How the NSA Became Stupid
While we most of us were busy unwrapping presents on Christmas, The Wall Street Journal published an article on the NSA’s data collection. The point was not that it violated privacy – which is true – but that they were gathering far more than they could use. In short, it was also stupid.
The Journal cited William Binney, a retired, high ranking and long time NSA employee who worked on its computer code, speaking at a conference on privacy in Switzerland: “What they are doing is making themselves dysfunctional by taking all this data.”
The article went on to comment: “The agency is drowning in useless data, which harms its ability to conduct legitimate surveillance . . . Analysts are swamped with so much information that they can’t do their jobs effectively, and the enormous stockpile is an irresistible temptation for misuse.”

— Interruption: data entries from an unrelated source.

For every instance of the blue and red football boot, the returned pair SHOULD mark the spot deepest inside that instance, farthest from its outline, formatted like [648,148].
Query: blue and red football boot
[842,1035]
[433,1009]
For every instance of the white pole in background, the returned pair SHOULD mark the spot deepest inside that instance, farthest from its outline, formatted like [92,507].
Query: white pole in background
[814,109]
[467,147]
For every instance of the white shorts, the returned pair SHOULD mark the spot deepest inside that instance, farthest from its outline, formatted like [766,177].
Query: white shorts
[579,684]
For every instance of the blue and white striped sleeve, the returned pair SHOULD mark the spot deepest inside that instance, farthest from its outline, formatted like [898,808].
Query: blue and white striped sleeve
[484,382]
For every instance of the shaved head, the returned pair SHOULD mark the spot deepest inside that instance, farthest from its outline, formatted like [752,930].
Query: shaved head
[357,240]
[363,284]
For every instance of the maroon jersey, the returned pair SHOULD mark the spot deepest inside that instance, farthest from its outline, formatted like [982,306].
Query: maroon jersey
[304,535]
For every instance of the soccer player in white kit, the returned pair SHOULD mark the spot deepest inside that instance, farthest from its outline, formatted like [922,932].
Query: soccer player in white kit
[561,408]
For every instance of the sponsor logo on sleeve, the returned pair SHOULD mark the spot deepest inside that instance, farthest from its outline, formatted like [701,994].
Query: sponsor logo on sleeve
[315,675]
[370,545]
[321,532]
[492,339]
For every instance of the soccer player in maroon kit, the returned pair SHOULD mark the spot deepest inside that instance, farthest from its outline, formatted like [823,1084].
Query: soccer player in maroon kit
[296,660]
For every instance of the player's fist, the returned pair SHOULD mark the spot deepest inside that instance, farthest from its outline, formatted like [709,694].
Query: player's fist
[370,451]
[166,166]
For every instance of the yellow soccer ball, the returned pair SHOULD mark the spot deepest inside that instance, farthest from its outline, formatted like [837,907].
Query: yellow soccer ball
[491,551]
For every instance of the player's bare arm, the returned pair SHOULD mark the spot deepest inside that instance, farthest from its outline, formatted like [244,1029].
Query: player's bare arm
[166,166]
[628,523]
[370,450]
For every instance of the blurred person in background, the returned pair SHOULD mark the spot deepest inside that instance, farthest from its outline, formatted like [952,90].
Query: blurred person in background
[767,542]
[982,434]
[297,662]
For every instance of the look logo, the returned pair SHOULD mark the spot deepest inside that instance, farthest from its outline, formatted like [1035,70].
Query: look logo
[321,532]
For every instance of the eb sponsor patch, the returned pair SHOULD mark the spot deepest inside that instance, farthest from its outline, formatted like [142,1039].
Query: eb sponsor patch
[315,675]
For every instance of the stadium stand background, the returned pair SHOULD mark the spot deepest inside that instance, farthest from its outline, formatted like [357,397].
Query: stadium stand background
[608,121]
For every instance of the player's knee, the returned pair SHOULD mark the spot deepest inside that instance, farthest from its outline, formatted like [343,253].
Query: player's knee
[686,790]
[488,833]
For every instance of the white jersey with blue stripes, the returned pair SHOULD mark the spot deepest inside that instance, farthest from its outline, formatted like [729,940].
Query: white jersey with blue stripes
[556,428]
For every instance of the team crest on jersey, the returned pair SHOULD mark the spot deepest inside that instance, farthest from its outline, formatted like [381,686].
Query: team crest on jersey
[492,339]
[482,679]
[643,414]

The article described efforts by Binney, Ed Loomis, head of a research center to monitor the data, and others, to sift through the vast troves of messages to find important and useful information. They “built a system to scrape data from the Internet, throw away the content about U.S. citizens and zoom in on the leftover metadata—or the ‘to’ and ‘from’ information in Internet traffic. They called it ThinThread.”

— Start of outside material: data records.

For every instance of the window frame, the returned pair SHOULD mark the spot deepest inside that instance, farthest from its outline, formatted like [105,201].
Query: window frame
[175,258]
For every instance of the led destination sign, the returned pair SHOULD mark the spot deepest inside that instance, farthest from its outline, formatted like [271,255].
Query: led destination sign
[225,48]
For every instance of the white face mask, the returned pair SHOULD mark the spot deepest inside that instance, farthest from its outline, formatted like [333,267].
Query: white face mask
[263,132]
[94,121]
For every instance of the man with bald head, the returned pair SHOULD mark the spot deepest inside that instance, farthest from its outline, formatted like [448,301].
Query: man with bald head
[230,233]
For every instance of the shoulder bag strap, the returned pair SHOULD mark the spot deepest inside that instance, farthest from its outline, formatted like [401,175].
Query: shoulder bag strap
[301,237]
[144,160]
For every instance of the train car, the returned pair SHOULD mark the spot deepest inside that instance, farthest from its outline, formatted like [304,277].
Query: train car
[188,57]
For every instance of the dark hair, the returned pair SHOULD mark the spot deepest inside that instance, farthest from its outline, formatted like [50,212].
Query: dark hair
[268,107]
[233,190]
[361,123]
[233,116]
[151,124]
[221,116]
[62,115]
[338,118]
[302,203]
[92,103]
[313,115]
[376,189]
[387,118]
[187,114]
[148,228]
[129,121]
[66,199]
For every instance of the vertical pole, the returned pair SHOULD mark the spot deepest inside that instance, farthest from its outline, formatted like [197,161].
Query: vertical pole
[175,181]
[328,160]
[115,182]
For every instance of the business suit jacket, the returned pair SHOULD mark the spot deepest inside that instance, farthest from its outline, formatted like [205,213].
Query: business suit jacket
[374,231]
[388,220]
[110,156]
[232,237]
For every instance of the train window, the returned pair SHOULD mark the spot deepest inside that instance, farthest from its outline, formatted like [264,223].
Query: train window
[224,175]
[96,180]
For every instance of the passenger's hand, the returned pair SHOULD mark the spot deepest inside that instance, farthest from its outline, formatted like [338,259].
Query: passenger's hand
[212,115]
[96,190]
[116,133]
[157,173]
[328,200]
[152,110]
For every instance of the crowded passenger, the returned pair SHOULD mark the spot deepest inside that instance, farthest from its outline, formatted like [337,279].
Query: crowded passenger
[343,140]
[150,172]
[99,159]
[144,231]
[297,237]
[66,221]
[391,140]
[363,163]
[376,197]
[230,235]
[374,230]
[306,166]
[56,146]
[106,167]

The agency scotched that plan, and went for one called “Trailblazer.” But, the Journal noted, “Trailblazer’s data-filtering system was never built, either. Instead, NSA officials secretly sought and won support for an array of programs to conduct warrantless wiretapping of phone and Internet content. They got similar approval to collect and analyze metadata from nearly every U.S. phone call and vast swaths of Internet traffic.” (See, “NSA Struggles to Make Sense of Flood of Surveillance Data.”)
The net result is the bloated, inefficient system we now have, one that succeeds in compromising constitutional safeguards against the invasion of privacy while failing to find the information we need to be safe. How to account for these failures?

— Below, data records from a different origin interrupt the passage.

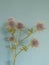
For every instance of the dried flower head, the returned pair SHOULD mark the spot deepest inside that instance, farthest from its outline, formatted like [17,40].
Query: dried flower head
[20,25]
[40,26]
[34,43]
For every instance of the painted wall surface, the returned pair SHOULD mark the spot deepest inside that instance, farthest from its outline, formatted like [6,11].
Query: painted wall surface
[30,12]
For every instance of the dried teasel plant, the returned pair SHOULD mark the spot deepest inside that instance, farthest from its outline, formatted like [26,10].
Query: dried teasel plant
[16,29]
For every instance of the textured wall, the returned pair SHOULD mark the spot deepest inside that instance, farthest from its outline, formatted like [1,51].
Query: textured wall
[30,12]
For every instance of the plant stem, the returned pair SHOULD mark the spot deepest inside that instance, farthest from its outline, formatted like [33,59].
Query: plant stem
[16,56]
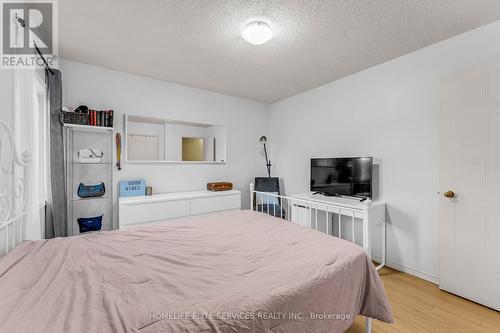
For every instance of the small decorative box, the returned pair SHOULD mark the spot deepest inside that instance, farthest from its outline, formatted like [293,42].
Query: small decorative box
[132,188]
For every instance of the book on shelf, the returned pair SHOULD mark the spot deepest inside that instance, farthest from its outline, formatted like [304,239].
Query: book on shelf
[101,118]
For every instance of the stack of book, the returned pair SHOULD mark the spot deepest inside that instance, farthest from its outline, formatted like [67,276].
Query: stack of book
[101,118]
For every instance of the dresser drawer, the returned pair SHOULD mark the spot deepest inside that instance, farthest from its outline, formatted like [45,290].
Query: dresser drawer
[151,212]
[215,204]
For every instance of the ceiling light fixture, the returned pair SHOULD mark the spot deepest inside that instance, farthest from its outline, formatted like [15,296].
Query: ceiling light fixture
[257,33]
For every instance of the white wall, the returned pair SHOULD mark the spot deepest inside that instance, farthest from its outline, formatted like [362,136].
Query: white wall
[124,93]
[390,112]
[6,96]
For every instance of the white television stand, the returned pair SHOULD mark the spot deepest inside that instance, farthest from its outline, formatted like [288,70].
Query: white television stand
[369,213]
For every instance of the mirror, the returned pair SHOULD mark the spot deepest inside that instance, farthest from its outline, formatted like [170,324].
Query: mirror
[164,140]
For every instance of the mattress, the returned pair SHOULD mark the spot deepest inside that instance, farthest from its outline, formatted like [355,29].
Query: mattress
[239,271]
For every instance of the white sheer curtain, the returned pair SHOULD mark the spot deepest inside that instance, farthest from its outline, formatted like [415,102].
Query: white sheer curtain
[31,128]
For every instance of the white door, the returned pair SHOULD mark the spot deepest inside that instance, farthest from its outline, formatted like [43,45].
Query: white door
[469,230]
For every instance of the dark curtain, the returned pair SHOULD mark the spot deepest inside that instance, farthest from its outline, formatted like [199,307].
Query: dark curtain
[56,216]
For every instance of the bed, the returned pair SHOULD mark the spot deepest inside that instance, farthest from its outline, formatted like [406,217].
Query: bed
[239,271]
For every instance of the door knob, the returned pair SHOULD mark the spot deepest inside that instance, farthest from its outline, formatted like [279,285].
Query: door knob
[449,194]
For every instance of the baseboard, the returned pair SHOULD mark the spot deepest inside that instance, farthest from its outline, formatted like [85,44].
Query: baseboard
[409,270]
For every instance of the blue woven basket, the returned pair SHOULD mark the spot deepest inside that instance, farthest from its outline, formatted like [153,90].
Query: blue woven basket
[87,224]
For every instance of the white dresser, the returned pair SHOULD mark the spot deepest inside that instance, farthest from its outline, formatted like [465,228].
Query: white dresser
[160,207]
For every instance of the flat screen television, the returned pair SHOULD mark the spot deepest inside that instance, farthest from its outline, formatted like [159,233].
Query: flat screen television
[342,176]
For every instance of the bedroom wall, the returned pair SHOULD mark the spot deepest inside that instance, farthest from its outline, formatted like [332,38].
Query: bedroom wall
[6,96]
[125,93]
[390,112]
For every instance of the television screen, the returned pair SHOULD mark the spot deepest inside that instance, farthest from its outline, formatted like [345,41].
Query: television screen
[342,176]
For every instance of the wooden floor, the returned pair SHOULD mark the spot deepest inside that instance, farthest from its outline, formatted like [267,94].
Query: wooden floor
[420,306]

On an individual level, it is a product of obsession, a heightened focus on one thing that leads to a kind of tunnel vision, ignoring context and meaning. In short, if your job is to collect secret data, you can’t know when enough is enough or when to stop, because your job is to get as much data as possible, not to think about what to do with it or why we need it. And if you have real enemies, it easily becomes a paranoid obsession. Then you really can’t stop, because you all too easily succumb to the illusion that one more bit of information will make you safe.
On a group or organizational level, it means lack of leadership or oversight. The technical functions and the technology required to succeed exist in a silo or a vacuum. It is similar to what happened to the banks during the credit crisis when ambitious rogue traders were generating huge profits by manipulating algorithms that their managers did not understand. Their job was just to make money, as much money as possible, while the managers, mesmerized by the profits and afraid to show their ignorance, stood by and let it happen – until the system blew up.
How smart do you have to be in order not to be too smart?